What would be written on your tombstone? Here are some wacky and witty suggestions!



A Texas undertaker carved the following on the bottom of all his monuments:
Ashes to ashes, dust to dust.
We bury only the upper crust.
McConnel Funeral Home

This London banker wrote his own epitaph:
Abraham Newland
(Cashier of the Bank of England)
Beneath this stone old Abraham lies; Nobody laughs, and nobody cries.
Where he has gone, and how he fares, Nobody knows and nobody cares.

Epitaph in Chattanooga, Tenn.:
I came into this world
Without my consent And left in the same manner.
From St. Stephen Churchyard, West Putford, England:
Here lies the landlord Tommy Dent In his last cosy tenement.

Edward Purdey, died August 9, 1743, aged 35
Epitaph: The debt I ow'd that Caused all the strife Was very small to cost me my Sweet life
Purdey had been drinking at his local inn but when it came to pay the bill he was a halfpenny short. The landlady apparently threatened to bewitch him if he did not pay up - and then her dog savaged him to death.

Thomas Thetcher, died May 12, 1764, aged 26
Epitaph: Here sleeps in peace a Hampshire Grenadier,
Who caught his death by drinking cold small Beer,
Soldiers be wise from his untimely fall
And when ye're hot drink Strong or none at all.
Location: Winchester Cathedral
(The grave of Grenadier Thetcher is known around the world because words from his epitaph have been immortalised in the Alcoholics Anonymous handbook.
It is not known how the "small beer" killed him - and the AA does not mention the advice to drink stronger beer instead...)

Hannah Twynnoy, died October 23, 1703, aged 33
Epitaph: In bloom of Life, She's snatched from hence, She had not room To make defence; For Tyger fierce Took Life Away.
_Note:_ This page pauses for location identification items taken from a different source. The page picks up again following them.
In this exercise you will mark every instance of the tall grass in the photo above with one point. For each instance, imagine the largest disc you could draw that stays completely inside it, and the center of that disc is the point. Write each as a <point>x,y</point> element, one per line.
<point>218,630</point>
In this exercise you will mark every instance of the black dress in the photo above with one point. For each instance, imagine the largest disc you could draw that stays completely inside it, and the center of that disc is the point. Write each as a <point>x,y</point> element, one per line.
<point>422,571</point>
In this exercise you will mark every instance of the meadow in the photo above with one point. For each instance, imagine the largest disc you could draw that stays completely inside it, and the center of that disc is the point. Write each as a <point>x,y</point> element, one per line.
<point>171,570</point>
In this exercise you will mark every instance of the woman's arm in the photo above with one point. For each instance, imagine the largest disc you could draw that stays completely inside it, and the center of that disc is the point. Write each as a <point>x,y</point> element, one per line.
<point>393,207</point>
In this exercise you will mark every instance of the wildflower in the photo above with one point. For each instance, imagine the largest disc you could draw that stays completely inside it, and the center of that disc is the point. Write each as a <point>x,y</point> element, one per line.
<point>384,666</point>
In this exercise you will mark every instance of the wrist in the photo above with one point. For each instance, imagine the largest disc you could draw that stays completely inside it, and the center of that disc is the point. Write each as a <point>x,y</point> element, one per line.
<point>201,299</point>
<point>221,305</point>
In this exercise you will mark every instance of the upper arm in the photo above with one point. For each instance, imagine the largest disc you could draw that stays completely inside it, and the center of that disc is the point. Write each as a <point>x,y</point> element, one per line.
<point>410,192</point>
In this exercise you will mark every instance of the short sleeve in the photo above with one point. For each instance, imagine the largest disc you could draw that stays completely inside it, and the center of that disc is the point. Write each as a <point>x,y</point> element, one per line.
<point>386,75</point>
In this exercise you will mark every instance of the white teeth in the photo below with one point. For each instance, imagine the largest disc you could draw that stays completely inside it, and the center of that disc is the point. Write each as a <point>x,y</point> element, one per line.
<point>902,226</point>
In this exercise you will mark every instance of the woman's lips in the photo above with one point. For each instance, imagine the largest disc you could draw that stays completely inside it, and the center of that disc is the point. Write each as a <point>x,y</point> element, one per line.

And here she lies In a bed of Clay, Until the Resurrection Day.
Location: Malmesbury Abbey in Wiltshire
Especially noteworthy since Hannah must have been Britain's first victim of a tiger.
(Hannah was a barmaid in Malmesbury when a travelling menagerie visited and, despite warnings, she is said to have teased the tiger - which promptly mauled her to death.)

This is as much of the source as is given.